Piedmont Atlanta would not grant an interview for this article but issued a statement saying: “Piedmont Atlanta stands ready to serve our community during this time of transition. We are continuously assessing our capacity to ensure appropriate resources and increasing clinical staffing to continue providing high quality care.”

According to data released by Wellstar in 2020, more than two-thirds (67.3%) of the 4,281 emergency room patients that AMC saw in its downtown and East Point locations in 2019 were Black, and over half (51.5%) were Medicare and Medicaid recipients.

Health equity advocates are concerned about how the closure will affect patients in a state where Medicaid expansion remains up in the air.
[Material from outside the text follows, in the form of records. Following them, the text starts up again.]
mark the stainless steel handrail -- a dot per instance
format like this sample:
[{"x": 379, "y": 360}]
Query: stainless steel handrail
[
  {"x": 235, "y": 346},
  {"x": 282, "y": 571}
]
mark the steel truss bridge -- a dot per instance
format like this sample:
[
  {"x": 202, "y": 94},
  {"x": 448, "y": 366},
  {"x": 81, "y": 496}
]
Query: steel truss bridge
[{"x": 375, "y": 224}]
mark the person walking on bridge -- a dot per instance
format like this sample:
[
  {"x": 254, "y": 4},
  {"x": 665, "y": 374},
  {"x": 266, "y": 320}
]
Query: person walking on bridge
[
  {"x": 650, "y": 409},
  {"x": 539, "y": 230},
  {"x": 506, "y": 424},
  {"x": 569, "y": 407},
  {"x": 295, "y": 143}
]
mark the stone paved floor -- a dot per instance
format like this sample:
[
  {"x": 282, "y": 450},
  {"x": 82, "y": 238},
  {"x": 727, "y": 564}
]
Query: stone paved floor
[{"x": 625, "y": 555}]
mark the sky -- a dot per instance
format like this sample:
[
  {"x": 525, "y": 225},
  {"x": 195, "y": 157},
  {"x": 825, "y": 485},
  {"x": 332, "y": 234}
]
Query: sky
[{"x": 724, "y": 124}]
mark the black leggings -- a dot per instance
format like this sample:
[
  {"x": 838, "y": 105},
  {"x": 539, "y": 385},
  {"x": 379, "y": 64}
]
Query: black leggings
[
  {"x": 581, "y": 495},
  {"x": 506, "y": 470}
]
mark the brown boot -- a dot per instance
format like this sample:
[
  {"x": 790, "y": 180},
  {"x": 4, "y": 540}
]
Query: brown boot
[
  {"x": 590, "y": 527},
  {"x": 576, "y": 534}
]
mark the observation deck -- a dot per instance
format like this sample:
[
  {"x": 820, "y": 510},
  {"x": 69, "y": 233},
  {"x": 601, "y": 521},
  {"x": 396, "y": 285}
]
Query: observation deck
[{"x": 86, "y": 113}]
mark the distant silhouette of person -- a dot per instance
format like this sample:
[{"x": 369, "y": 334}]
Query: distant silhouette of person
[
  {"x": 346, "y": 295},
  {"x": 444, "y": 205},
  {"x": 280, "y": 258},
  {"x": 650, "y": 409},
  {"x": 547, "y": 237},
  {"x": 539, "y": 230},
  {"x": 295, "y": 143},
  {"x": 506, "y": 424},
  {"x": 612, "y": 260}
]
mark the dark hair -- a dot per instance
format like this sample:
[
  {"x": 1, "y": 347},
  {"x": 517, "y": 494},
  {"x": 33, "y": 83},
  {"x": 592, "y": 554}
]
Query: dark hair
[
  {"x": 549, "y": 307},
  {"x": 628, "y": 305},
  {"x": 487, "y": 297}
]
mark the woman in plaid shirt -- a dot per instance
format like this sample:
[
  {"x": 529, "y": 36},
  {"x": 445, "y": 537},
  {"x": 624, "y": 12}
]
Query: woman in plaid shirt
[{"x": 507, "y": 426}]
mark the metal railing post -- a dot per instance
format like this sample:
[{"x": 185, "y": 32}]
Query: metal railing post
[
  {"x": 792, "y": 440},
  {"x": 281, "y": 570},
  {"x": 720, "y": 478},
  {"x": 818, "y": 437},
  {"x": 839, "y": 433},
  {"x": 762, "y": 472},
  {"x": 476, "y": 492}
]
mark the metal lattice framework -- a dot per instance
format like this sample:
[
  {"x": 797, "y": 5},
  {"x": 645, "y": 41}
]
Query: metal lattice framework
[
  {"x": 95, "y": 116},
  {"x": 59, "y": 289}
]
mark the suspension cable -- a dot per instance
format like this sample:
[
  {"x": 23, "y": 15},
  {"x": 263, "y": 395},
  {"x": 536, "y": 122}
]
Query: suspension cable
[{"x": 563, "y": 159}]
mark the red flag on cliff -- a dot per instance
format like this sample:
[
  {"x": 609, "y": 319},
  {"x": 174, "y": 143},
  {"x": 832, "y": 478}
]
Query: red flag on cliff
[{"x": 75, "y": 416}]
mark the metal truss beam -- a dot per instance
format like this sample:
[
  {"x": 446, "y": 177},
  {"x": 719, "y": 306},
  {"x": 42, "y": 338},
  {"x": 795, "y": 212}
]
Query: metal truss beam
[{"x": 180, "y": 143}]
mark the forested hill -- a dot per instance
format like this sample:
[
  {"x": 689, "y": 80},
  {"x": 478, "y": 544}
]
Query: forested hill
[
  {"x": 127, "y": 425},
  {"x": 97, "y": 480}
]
They say that individuals are already reluctant to seek out care until circumstances are dire.

“The burden is too much on the person who is in distress, who is in trauma, who is in a health care crisis. It is not enough on a system that should be designed around them for care,” said Jeff Smythe, president of the Atlanta Regional Collaborative for Health Improvement.

“Our concern is that there will be real and perceived barriers to care, even greater than there have been.”